Science, scienscurantisme et suggescience

Ils sautent sur leur chaise comme des cabris en répétant : "La science ! La science ! La science.!", pour parodier le Général De Gaulle à propos de l'Europe [1]. C'est en effet l'incantation devenue usuelle chez nos dirigeants, leurs experts et leurs communicants. La nomination de plusieurs neuroscientifiques ou cognitivistes à la Commission scientifique de l'éducation nationale en est un des derniers avatars, mais pas le seul symptôme : depuis quelques années, les media vont répétant que tout est dans le cerveau, dans les gènes, dans le microbiote intestinal : l'intelligence, l'amitié, les émotions, les dys, l'apprentissage... Bref, à tout propos et hors de propos nos simili-scientifiques se voient poser la question : "Que dit la science de... ? Et ils répondent péremptoirement : "La science dit que..." sans que soit jamais amené un argumentaire pour en étayer l'affirmation. Ne nous y trompons pas, il ne s'agit pas de la part des soi-disant sciences cognitives et comportementales d'une bataille scientifique mais d'une bataille idéologique.
Science ?
J'ai déjà évoqué [2]l'exemple caricatural de cette institutrice, Céline Alvarez, devenue pédagogue, c'est ainsi qu'elle est présentée dans une émission de France inter où elle vient parler d'un livre, qui a fait le "buzz" dans de nombreux media, livre présentant les résultats de l'expérimentation d'une méthode pédagogique participative menée pendant deux ans auprès d'élèves "en se basant sur les avancées des sciences cognitives de l'enfant." L'expérimentation repose sur le présupposé audacieux que "l'être humain n'apprend pas ce qui ne le motive pas."et vice versa donc. Et les résultats obtenus seraient corroborés par des analyses par imagerie cérébrale. A la remarque de l'animateur que l'on sait cela depuis longtemps -c'est en effet sur quoi reposent les méthodes actives apparues il y a un siècle et développées après la libération (Montessori, Decroly, Freinet)-, elle assène : "Oui mais maintenant, c'est prouvé scientifiquement."Et cela viendrait confirmer qu'il suffit de suivre Les lois naturelles de l'enfant(c'est le titre du livre)[3], puisque "L'enfant nait câblé pour apprendre et pour aimer", lois que l'école (sous-entendu publique) entrave. Comme si aller à l'école avait quoi que ce soit de naturel ! Comme si la preuve n'était pas dans les résultats obtenus par les enfants et non dans l'image cérébrale qui n'en n'est qu'un concomitant. Comme si l'on ne savait pas aussi que soumettre un groupe à une étude, quelle qu'elle soit, entraîne de meilleurs résultats liés à l'intérêt qu'on accorde aux participants...
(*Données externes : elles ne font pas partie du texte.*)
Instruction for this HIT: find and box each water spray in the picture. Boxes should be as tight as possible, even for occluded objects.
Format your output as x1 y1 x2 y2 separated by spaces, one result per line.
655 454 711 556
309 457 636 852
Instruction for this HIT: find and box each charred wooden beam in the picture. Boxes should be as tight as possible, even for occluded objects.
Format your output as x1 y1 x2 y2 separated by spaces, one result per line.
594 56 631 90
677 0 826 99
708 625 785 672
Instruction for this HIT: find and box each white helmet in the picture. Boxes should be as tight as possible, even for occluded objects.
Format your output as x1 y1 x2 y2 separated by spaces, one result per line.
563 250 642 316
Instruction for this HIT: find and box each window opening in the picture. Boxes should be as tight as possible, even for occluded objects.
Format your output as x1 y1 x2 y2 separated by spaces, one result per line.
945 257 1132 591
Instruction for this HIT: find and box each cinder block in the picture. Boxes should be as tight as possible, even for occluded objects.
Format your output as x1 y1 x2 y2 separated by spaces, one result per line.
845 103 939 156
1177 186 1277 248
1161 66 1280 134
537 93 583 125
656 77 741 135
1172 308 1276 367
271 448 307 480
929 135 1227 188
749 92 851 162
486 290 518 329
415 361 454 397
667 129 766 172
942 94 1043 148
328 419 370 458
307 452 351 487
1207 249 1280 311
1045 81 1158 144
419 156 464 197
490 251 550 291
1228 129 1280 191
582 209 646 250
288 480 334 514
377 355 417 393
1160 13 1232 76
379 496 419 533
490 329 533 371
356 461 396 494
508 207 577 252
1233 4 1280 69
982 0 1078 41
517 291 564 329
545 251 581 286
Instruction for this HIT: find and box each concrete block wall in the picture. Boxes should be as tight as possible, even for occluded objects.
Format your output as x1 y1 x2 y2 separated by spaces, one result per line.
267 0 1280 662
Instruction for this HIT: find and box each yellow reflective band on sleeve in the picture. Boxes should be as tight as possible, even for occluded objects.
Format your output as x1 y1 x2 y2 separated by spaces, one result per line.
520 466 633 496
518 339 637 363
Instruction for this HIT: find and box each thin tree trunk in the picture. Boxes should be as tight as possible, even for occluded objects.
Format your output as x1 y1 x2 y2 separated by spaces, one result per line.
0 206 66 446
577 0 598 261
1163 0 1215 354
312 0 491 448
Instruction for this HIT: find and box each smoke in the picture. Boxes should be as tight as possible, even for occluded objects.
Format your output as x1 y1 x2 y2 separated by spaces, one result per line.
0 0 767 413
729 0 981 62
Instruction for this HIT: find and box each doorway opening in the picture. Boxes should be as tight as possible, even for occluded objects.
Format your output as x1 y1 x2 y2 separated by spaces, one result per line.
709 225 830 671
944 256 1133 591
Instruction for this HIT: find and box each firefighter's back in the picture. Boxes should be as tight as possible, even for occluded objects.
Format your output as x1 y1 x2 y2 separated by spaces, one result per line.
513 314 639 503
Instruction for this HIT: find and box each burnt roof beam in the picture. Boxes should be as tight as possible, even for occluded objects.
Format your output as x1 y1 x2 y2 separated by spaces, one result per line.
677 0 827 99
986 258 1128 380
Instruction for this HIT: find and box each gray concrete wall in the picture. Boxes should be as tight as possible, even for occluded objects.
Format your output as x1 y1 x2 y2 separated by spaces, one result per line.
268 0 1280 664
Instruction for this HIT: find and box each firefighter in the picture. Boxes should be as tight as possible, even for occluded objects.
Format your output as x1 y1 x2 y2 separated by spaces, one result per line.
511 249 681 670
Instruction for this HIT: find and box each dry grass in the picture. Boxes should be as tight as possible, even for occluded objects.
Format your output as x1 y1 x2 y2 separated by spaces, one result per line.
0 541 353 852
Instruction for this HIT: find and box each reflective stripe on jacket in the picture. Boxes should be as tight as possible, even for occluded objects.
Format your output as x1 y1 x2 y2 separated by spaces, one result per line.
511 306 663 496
A propos de la nomination de neuroscientifiques à cette commission de l'éducation nationale, Philippe Meirieu le rappelle : "Je n'ai rien contre les neurosciences, elles produisent des connaissances, ce qui me parait compliqué, c'est d'en faire une discipline un peu prescriptive, elles ne nous livrent rien sur les questions éthiques, centrales dans l'enseignement, sur la mobilisation des élèves, comment faire aimer les Fables de la Fontaine à ceux qui ne les aiment pas". [...] Il ne faut pas oublier qu'un élève est un sujet, et qu'un sujet n'est pas réductible à son cerveau [...] "Comment faire désirer apprendre à des élèves relève de la pédagogie, qu'aucune science, aussi élaborée fut-elle, ne pourra jamais traiter". [4]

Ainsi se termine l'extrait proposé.